Merz Schmerz (only the best), 2016

Alex Gawronski, Merz Schmerz 1Alex Gawronski, Merz Schmerz 2

Alex Gawronski: Merz Scmerz (only the best), 2016

(Collaged money on cardboard on paper)

‘Fundraiser’, 55 Sydenham Rd, Marrickville, curated by Iakovos Amperidis.

This work painstakingly recreated the composition of one of Kurt Scwitters’ famous Merz collages from 1930 except in this instance using real money. Seminal Dadaist Schwitters was perhaps best known for his ‘Merz’ collages and paintings. In these Schwitters deployed many banal found objects from train tickets, to napkins to match-books and canned food labels. The word Merz was drawn from Kommerz (German for commerce).  In true Dadaist spirit Schwitters’ works questioned traditional conceptions of artistic value by incorporating rubbish. In them rubbish was transformed into art, into Culture.
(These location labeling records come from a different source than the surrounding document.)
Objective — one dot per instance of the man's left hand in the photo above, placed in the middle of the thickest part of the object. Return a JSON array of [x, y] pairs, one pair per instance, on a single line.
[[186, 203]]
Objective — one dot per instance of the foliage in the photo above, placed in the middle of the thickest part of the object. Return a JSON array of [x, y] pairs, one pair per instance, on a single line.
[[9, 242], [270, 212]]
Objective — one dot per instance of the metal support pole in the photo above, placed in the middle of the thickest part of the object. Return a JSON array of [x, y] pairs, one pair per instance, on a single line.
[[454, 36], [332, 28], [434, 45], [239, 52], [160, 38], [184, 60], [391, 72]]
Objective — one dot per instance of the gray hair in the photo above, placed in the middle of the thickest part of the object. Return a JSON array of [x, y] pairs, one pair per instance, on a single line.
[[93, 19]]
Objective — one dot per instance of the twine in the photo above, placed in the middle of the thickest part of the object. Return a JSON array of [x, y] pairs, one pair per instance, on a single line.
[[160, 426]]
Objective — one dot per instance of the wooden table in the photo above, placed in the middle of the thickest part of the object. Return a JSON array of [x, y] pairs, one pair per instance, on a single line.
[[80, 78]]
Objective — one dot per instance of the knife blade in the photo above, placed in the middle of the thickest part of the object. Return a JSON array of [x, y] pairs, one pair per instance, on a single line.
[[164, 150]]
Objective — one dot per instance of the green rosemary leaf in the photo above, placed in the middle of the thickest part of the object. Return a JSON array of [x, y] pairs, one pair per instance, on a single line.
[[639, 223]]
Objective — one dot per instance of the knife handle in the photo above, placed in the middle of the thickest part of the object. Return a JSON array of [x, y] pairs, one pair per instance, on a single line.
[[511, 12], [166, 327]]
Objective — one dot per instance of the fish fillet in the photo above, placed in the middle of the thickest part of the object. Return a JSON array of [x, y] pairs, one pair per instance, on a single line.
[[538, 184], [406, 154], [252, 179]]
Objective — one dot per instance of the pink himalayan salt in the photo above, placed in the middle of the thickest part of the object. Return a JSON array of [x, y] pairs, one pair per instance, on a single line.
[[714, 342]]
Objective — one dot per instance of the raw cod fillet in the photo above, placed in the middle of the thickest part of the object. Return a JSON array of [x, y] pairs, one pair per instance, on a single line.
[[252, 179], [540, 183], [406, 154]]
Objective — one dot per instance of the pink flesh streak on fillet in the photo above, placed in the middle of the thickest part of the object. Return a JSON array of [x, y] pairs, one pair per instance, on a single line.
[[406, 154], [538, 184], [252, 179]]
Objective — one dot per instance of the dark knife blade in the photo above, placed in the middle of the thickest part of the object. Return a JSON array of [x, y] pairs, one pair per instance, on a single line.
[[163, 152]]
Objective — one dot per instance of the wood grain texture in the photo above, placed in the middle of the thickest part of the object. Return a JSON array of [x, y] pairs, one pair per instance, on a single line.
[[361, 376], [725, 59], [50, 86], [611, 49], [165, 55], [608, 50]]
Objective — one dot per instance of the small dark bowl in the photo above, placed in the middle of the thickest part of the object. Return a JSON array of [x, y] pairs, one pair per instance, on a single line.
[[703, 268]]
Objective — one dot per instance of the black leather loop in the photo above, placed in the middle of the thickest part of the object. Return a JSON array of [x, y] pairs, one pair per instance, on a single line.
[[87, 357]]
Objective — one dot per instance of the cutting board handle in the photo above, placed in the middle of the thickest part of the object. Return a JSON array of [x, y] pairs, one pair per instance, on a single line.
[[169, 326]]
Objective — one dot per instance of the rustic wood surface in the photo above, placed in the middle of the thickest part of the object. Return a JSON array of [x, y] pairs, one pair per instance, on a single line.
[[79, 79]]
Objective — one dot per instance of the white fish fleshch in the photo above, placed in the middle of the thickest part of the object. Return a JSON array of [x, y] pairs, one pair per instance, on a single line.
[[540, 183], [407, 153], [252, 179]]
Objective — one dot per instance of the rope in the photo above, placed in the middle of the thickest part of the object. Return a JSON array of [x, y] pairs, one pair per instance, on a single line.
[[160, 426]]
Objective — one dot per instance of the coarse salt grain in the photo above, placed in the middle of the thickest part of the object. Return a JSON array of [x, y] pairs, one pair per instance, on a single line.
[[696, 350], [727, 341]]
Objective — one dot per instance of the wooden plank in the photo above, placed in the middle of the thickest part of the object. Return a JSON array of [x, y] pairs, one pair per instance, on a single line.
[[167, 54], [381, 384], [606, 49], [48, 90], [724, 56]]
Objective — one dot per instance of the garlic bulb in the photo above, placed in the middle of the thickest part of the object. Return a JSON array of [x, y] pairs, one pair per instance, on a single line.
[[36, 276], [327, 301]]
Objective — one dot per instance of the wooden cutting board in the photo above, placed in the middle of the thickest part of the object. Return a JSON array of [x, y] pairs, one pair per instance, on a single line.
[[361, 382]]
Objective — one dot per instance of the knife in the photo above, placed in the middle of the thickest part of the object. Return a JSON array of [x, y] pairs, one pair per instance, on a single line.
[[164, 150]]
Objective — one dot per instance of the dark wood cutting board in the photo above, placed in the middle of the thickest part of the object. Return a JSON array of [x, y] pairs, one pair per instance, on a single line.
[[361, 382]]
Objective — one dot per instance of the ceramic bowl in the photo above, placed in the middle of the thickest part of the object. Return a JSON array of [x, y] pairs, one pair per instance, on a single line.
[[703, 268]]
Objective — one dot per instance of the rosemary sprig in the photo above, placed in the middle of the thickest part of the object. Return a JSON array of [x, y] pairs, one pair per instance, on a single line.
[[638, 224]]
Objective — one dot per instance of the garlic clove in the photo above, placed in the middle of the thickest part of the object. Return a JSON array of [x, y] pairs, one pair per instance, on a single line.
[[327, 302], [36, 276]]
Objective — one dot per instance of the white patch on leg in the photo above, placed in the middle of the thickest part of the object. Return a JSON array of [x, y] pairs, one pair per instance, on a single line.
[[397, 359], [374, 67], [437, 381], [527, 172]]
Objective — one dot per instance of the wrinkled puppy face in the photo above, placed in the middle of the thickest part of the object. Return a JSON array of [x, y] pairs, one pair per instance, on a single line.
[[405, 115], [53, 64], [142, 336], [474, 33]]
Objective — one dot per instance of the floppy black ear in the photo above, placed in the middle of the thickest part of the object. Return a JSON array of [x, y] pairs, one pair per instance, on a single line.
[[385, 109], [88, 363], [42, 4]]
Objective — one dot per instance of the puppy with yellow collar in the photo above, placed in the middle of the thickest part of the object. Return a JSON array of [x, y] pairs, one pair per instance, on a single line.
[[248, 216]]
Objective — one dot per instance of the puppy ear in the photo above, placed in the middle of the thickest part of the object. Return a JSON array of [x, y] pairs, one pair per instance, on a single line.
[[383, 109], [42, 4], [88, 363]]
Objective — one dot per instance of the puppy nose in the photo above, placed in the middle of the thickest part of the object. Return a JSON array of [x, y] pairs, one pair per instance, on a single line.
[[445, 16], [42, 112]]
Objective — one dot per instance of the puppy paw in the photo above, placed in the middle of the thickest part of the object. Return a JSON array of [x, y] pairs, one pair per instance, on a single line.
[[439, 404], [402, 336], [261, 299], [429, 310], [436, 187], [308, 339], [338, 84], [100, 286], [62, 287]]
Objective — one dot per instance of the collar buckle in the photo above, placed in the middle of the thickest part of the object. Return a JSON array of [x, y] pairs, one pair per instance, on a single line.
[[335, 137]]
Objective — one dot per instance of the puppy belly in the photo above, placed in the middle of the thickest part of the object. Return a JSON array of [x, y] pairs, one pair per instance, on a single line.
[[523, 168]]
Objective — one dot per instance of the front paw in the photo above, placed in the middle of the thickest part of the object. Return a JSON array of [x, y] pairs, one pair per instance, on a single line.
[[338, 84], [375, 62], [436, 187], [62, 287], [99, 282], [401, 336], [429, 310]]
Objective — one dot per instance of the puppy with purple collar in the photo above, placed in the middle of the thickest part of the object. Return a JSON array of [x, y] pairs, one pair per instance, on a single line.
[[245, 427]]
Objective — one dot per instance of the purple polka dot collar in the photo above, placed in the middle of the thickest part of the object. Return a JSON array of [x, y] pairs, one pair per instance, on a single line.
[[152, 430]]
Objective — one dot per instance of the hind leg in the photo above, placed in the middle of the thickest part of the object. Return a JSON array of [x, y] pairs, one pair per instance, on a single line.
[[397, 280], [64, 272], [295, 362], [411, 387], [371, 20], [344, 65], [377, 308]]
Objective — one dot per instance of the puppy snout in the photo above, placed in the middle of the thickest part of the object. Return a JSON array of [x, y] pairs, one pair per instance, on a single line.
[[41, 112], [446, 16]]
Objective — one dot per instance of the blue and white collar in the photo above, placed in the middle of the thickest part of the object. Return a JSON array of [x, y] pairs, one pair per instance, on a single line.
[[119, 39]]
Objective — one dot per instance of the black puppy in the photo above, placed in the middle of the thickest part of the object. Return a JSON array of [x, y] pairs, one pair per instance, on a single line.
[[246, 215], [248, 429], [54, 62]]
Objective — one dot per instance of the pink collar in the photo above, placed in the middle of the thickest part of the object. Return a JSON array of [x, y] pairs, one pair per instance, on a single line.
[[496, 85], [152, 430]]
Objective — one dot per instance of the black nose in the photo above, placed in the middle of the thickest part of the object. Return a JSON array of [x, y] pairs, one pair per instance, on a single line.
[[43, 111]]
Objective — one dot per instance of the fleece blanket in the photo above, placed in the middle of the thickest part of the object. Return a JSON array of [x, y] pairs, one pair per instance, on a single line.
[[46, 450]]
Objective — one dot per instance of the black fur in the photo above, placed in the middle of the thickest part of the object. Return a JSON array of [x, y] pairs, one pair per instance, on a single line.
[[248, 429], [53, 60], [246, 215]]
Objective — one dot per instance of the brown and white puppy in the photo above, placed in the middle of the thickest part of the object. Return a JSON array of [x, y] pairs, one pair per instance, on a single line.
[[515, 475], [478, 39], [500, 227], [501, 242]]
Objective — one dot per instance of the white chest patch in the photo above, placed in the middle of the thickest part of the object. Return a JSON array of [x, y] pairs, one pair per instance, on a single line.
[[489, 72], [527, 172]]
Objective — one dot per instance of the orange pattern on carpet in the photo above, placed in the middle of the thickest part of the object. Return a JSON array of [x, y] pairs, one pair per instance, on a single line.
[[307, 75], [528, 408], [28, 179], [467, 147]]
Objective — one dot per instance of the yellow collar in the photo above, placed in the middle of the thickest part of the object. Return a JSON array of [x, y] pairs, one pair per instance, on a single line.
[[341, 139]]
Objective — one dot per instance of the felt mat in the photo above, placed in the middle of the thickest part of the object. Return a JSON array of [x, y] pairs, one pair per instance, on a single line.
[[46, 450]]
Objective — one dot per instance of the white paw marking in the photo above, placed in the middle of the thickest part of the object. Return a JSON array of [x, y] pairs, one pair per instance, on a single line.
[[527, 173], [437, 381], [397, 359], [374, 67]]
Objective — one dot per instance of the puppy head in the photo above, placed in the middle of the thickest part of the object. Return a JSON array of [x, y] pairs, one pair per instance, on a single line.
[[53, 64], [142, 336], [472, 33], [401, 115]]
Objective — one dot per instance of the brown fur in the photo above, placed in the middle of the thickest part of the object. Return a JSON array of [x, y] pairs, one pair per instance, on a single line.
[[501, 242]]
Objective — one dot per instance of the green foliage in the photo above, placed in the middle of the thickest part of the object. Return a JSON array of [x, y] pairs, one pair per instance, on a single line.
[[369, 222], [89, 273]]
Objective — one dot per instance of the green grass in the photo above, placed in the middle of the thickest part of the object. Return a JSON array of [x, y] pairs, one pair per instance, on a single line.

Today such transformations have become so commonplace and their value so ambigiously relative that their critical impact has been greatly diluted.

In Merz Schmerz Schwitters’ Modernist process is reversed; value (as literalised by money) is transformed into rubbish (money cut-up). Painstakingly retaining the formal composition of Schwitters’ original, the work asked what the value of art is when the hidden game of investment speculation, that propels the globalised art market, is foregrounded. Is the work less valuable for this fact if the work can only be valued according to the actual worth of the materials (in this case money) used to produce it? The Schmerz (Pain) of the title is accounted for by this very contemporaneously accute dilemma. Can contemporary art amount to more than its speculated (hierarchically arbitrary) value?